Woman in ‘Luas surfing’ case initially said claim worth €4m
Rebecca Kelly, who received more than €550,000 for injuries, conceded her own actions played a significant role in the incident
Rebecca Kelly suffered a serious head injury when she fell on the Luas tracks in 2010. Photograph: Collins Courts
The woman who received more than €550,000 last week for injuries she suffered while “Luas surfing” initially claimed her case was worth up to €4 million.
Lawyers for Rebecca Kelly (20) told Veolia, which operated Dublin’s Luas light rail system at the time, that this claim was based on her injuries, the cost of her medical care and the loss of potential earnings relating to her injuries.
Ms Kelly suffered a subdural haematoma which left her with significant cognitive impairment, her lawyers told the tram operator.
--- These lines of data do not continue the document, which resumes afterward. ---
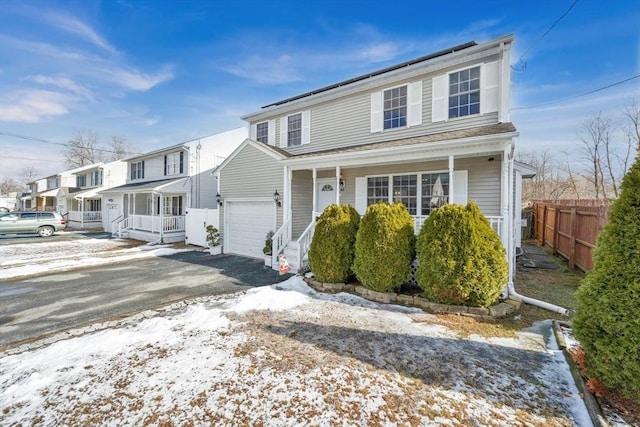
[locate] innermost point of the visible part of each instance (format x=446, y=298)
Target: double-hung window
x=464, y=92
x=137, y=170
x=294, y=130
x=434, y=192
x=395, y=107
x=173, y=163
x=262, y=132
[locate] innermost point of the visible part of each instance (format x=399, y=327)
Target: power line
x=543, y=35
x=577, y=96
x=44, y=141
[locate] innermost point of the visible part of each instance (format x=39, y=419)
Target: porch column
x=337, y=187
x=314, y=204
x=451, y=162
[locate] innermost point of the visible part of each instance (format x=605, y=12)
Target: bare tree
x=82, y=150
x=10, y=185
x=28, y=175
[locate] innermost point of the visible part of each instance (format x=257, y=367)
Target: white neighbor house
x=162, y=184
x=429, y=131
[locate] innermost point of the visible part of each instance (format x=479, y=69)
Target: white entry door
x=326, y=191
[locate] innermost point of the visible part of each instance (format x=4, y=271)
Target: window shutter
x=361, y=194
x=489, y=87
x=460, y=187
x=284, y=127
x=439, y=98
x=376, y=112
x=414, y=112
x=306, y=127
x=272, y=132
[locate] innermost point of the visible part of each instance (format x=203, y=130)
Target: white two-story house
x=85, y=202
x=162, y=184
x=426, y=132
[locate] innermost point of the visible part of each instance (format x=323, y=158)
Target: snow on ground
x=285, y=355
x=23, y=259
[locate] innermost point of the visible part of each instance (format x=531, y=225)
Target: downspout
x=511, y=291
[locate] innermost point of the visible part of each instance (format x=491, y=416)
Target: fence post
x=572, y=242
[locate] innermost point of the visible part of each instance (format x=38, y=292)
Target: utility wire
x=577, y=96
x=520, y=60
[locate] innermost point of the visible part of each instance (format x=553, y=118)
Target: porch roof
x=443, y=140
x=160, y=186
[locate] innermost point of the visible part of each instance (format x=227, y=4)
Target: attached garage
x=246, y=225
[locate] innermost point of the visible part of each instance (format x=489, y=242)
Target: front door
x=326, y=192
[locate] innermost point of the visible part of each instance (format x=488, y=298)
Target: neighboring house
x=162, y=184
x=426, y=132
x=84, y=202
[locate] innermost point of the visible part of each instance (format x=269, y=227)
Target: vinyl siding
x=346, y=121
x=251, y=174
x=301, y=201
x=483, y=181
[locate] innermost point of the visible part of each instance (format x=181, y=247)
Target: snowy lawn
x=285, y=355
x=24, y=259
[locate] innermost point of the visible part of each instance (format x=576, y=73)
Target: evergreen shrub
x=385, y=247
x=461, y=259
x=607, y=319
x=332, y=248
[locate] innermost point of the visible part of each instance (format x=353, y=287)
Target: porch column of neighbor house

The woman also conceded her own actions played a significant role in the incident and was advised by her lawyers she stood little chance of receiving anything close to the €4 million figure, legal sources said.
Ms Kelly was 13 in 2010 when she and a friend jumped on to the side of a tram as it left the Fatima station. She fell on to the tracks and suffered a serious head injury.
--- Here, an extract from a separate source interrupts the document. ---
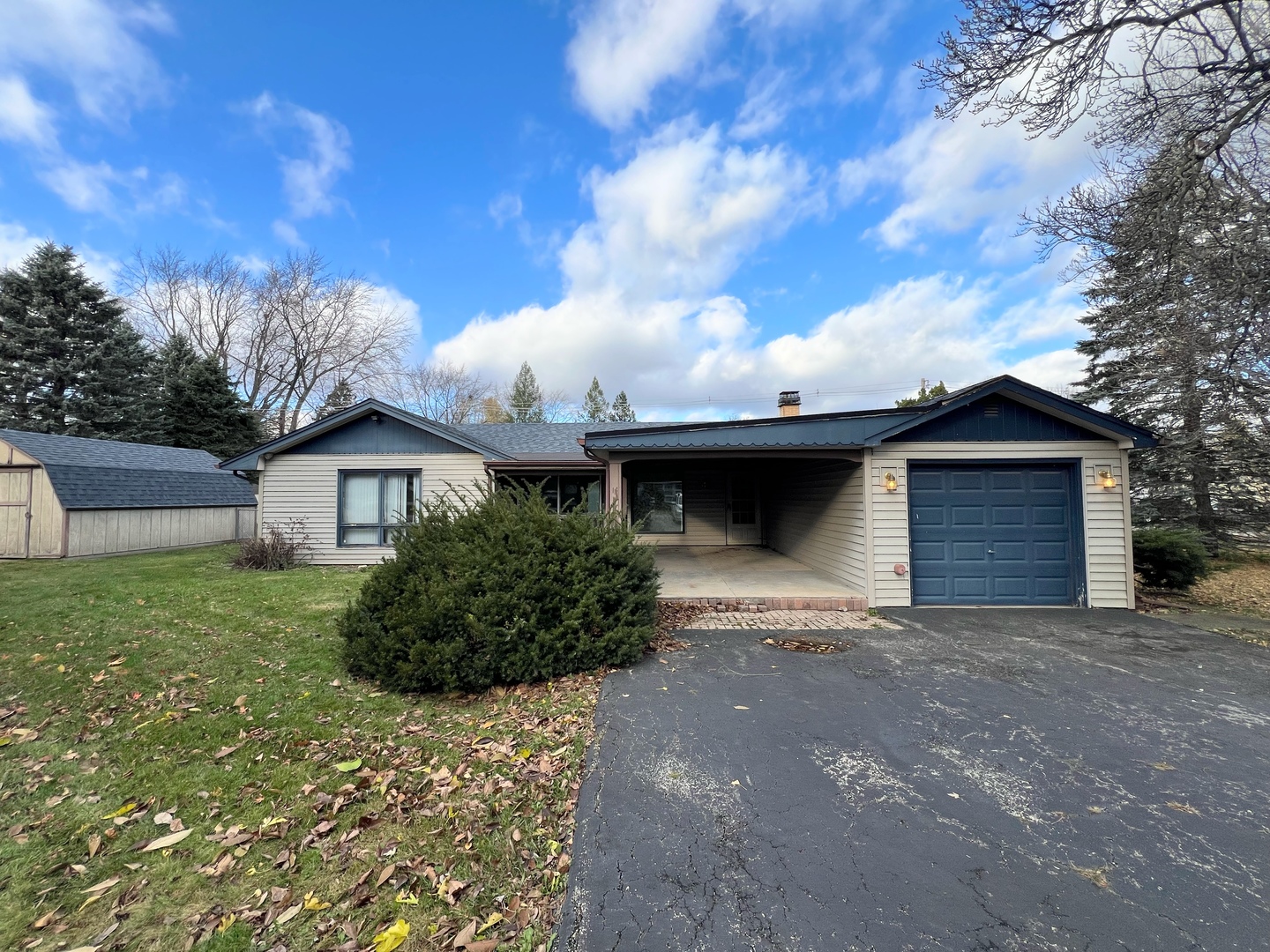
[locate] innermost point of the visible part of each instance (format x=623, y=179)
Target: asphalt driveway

Veolia was aware Luas surfing was an issue and cameras set up in response to the problem were not functioning on the day in question.
Ms Kelly of Pearse House, Pearse Street, Dublin, spent a month in the National Rehabilitation Hospital and continues to have problems with her concentration and memory.
When her case came to court her lawyers entered into a mediation process with Veolia. They admitted contributory negligence but argued it was lessened by her young age.
At the end of the mediation process Veolia agreed to a €550,000 settlement, about 1/7th of what Ms Kelly initially claimed the case was worth. It did not admit liability.
When the settlement was brought to Mr Justice Kevin Cross for High Court approval on Friday he commented there was a strong possibility the case would have been dismissed if it went to trial and Ms Kelly “would have ended up with nothing”.
Garrett Cooney, a barrister specialising in personal injury cases, said companies engage in “very complex” risk assessments when deciding if they will settle and how much to settle for.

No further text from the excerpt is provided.